Can you do better than top-level AI models on these basic vision tests?

A bit myopic —

Abstract analysis that is trivial for humans often stymies GPT-4o, Gemini, and Sonnet.

Whatever you do, don't ask the AI how many horizontal lines are in this image.

Enlarge / Whatever you do, don’t ask the AI how many horizontal lines are in this image.

Getty Images

In the last couple of years, we’ve seen amazing advancements in AI systems when it comes to recognizing and analyzing the contents of complicated images. But a new paper highlights how many state-of-the-art “vision learning Models” (VLMs) often fail at simple, low-level visual analysis tasks that are trivially easy for a human.

In the provocatively titled pre-print paper “Vision language models are blind (which has a PDF version that includes a dark sunglasses emoji in the title), researchers from Auburn University and the University of Alberta create eight simple visual acuity tests with objectively correct answers. These range from identifying how often two colored lines intersect to identifying which letter in a long word has been circled to counting how many nested shapes exist in an image (representative examples and results can be viewed on the research team’s webpage).

  • If you can solve these kinds of puzzles, you may have better visual reasoning than state-of-the-art AIs.

  • The puzzles on the right are like something out of Highlights magazine.

  • A representative sample shows AI models failing at a task that most human children would find trivial.

Crucially, these tests are generated by custom code and don’t rely on pre-existing images or tests that could be found on the public Internet, thereby “minimiz[ing] the chance that VLMs can solve by memorization,” according to the researchers. The tests also “require minimal to zero world knowledge” beyond basic 2D shapes, making it difficult for the answer to be inferred from “textual question and choices alone” (which has been identified as an issue for some other visual AI benchmarks).

Are you smarter than a fifth grader?

After running multiple tests across four different visual models—GPT-4o, Gemini-1.5 Pro, Sonnet-3, and Sonnet-3.5—the researchers found all four fell well short of the 100 percent accuracy you might expect for such simple visual analysis tasks (and which most sighted humans would have little trouble achieving). But the size of the AI underperformance varied greatly depending on the specific task. When asked to count the number of rows and columns in a blank grid, for instance, the best-performing model only gave an accurate answer less than 60 percent of the time.
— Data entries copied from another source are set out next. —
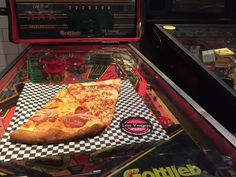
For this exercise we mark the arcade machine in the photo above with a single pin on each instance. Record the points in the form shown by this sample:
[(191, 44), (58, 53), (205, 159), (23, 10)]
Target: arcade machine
[(193, 43), (83, 41)]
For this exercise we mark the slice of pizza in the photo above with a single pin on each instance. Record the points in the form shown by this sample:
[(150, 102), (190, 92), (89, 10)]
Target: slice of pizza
[(78, 111)]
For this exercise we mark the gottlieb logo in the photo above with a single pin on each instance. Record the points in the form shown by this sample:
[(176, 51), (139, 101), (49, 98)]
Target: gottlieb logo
[(171, 171), (136, 126)]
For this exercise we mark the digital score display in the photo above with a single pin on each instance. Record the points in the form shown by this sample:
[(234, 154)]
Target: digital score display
[(38, 19)]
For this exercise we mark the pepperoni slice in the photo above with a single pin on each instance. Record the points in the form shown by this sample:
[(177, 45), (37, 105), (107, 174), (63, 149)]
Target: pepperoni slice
[(75, 90), (74, 121), (81, 110)]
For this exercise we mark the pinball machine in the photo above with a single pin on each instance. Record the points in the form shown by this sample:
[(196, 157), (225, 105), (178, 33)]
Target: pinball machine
[(83, 41)]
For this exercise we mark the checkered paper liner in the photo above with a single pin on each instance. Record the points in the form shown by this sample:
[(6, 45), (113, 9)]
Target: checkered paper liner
[(34, 96)]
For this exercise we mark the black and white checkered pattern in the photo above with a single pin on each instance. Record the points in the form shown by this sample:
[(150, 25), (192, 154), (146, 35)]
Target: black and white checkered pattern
[(34, 96)]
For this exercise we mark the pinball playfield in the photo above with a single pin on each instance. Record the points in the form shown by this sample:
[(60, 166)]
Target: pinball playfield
[(57, 65), (71, 64)]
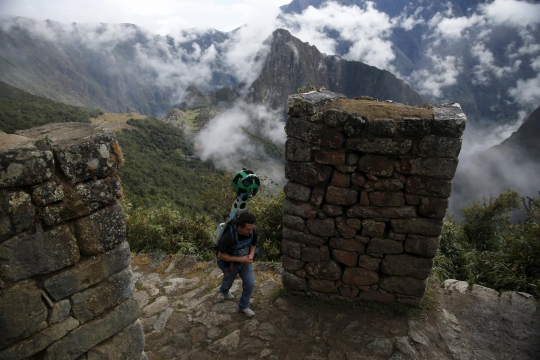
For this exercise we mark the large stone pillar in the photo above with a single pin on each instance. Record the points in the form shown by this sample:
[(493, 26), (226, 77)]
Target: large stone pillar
[(66, 284), (368, 189)]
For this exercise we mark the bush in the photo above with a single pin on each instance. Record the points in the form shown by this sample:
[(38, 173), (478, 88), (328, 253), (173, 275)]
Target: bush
[(170, 231), (488, 250)]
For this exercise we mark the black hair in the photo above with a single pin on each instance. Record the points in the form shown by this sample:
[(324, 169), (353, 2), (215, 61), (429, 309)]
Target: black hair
[(245, 218)]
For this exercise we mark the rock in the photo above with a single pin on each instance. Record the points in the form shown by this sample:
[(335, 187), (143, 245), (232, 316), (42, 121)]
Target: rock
[(23, 161), (28, 255), (39, 341), (83, 151), (101, 230), (297, 191), (87, 272), (110, 292), (226, 344), (127, 344), (16, 213), (94, 332), (22, 312)]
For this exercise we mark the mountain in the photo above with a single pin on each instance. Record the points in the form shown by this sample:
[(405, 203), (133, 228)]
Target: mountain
[(291, 64), (466, 51)]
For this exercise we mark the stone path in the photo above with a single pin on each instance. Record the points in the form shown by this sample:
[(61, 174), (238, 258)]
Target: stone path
[(184, 317)]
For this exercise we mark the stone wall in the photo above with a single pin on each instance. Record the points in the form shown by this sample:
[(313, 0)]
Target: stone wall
[(66, 284), (368, 189)]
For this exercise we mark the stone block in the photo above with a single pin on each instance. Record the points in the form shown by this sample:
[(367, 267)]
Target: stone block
[(297, 191), (422, 245), (347, 244), (296, 150), (102, 230), (406, 265), (310, 103), (384, 185), (372, 228), (341, 196), (383, 198), (24, 256), (293, 282), (88, 272), (22, 312), (358, 179), (439, 147), (376, 165), (314, 133), (114, 290), (434, 208), (311, 254), (294, 222), (324, 286), (356, 125), (59, 312), (82, 151), (291, 249), (401, 212), (23, 161), (425, 186), (348, 258), (449, 121), (332, 210), (414, 128), (303, 238), (404, 285), (324, 270), (340, 179), (375, 295), (321, 227), (127, 344), (37, 342), (330, 157), (441, 168), (50, 192), (369, 262), (384, 246), (309, 174), (382, 146), (16, 213), (304, 210), (334, 117), (344, 230), (83, 199), (359, 276), (418, 226), (94, 332), (291, 264)]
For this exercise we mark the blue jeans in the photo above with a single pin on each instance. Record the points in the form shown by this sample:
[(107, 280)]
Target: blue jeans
[(248, 281)]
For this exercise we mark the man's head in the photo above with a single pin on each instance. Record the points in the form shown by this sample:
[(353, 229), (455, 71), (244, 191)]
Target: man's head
[(245, 223)]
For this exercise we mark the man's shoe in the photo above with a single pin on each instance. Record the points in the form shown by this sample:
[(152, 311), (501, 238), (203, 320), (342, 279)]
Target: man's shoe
[(248, 312)]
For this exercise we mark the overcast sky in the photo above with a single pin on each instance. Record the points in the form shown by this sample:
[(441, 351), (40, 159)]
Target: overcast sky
[(159, 16)]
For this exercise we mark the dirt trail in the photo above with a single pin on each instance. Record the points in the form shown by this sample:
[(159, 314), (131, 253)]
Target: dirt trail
[(185, 317)]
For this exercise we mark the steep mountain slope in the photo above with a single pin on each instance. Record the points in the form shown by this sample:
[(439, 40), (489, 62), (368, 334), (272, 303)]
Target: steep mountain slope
[(454, 50), (292, 63)]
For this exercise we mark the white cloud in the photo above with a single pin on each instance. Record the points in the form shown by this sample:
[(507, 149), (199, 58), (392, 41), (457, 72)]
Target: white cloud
[(366, 28), (443, 72)]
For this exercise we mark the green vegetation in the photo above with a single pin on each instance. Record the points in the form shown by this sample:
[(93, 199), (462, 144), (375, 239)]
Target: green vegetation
[(486, 249), (156, 172), (20, 110)]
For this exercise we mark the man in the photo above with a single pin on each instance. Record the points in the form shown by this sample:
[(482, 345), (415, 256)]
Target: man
[(235, 257)]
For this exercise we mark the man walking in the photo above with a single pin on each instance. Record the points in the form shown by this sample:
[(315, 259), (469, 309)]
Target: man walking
[(235, 257)]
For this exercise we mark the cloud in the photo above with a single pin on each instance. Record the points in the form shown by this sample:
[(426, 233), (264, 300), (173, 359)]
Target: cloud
[(487, 67), (443, 72), (366, 29)]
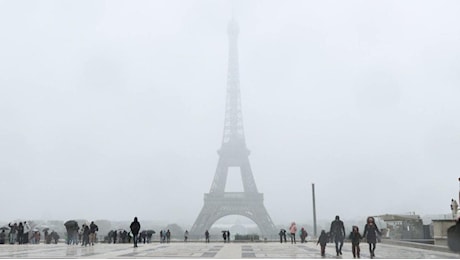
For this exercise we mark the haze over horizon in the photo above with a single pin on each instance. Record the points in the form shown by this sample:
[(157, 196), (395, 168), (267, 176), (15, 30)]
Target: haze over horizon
[(115, 109)]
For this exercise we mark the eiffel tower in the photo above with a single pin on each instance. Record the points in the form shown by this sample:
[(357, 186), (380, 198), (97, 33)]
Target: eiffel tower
[(233, 153)]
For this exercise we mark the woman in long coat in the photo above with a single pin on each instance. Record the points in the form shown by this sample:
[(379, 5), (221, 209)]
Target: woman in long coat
[(370, 233)]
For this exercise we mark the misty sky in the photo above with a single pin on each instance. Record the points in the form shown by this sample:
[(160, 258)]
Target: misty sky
[(111, 109)]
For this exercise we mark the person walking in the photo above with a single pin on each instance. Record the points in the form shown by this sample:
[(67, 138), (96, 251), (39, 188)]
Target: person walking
[(322, 241), (355, 238), (454, 208), (281, 233), (135, 227), (303, 235), (206, 235), (20, 233), (338, 234), (93, 228), (371, 232), (293, 230)]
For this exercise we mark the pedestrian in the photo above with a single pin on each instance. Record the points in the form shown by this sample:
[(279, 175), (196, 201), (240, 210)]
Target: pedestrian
[(86, 231), (454, 208), (20, 233), (338, 234), (371, 232), (281, 233), (135, 227), (322, 241), (355, 238), (13, 232), (206, 235), (2, 237), (93, 228), (303, 235), (114, 236), (168, 236), (293, 230)]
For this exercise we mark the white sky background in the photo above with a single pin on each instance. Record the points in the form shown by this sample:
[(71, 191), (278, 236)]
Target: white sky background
[(110, 109)]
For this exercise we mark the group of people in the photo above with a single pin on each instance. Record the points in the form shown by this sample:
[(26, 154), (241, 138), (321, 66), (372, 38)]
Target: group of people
[(21, 233), (337, 235), (292, 231)]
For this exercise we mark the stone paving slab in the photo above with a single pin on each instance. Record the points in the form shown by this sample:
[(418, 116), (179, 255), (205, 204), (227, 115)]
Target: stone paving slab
[(211, 250)]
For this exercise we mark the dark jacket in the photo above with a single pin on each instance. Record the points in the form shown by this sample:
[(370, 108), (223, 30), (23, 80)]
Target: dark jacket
[(135, 227), (337, 229), (323, 239), (355, 237), (371, 232)]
On the other hand, Gemini-1.5 Pro hit nearly 93 percent accuracy in identifying circled letters, approaching human-level performance.
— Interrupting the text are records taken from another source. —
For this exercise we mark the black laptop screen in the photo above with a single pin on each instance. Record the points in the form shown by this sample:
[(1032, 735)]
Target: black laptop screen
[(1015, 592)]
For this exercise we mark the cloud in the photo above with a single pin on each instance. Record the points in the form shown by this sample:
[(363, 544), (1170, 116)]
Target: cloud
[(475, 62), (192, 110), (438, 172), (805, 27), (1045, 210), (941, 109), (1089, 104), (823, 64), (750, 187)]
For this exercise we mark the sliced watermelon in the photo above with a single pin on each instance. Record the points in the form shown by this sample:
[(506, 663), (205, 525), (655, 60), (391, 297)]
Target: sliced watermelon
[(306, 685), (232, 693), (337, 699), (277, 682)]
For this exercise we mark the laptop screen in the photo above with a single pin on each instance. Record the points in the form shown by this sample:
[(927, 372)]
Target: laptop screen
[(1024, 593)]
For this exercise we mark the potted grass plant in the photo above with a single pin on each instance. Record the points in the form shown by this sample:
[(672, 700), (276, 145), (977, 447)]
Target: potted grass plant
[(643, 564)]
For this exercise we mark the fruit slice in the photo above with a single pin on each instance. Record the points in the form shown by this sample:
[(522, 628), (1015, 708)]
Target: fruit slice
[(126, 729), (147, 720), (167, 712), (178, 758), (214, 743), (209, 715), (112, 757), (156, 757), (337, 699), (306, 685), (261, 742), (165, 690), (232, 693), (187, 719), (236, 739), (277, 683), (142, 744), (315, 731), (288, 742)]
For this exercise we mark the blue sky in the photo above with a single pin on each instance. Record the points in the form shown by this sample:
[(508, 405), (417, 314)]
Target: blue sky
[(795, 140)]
  • For some reason, the models tend to incorrectly guess the “o” is circled a lot more often than all the other letters in this test.

  • The models performed perfectly in counting five interlocking circles, a pattern they might be familiar with from common images of the Olympic rings.

  • Do you have an easier time counting columns than rows in a grid? If so, you probably aren’t an AI.

Even small changes to the tasks could also lead to huge changes in results. While all four tested models were able to correctly identify five overlapping hollow circles, the accuracy across all models dropped to well below 50 percent when six to nine circles were involved. The researchers hypothesize that this “suggests that VLMs are biased towards the well-known Olympic logo, which has 5 circles.” In other cases, models occasionally hallucinated nonsensical answers, such as guessing “9,” “n”, or “©” as the circled letter in the word “Subdermatoglyphic.”

Overall, the results highlight how AI models that can perform well at high-level visual reasoning have some significant “blind spots” (sorry) when it comes to low-level abstract images. It’s all somewhat reminiscent of similar capability gaps that we often see in state-of-the-art large language models, which can create extremely cogent summaries of lengthy texts while at the same time failing extremely basic math and spelling questions.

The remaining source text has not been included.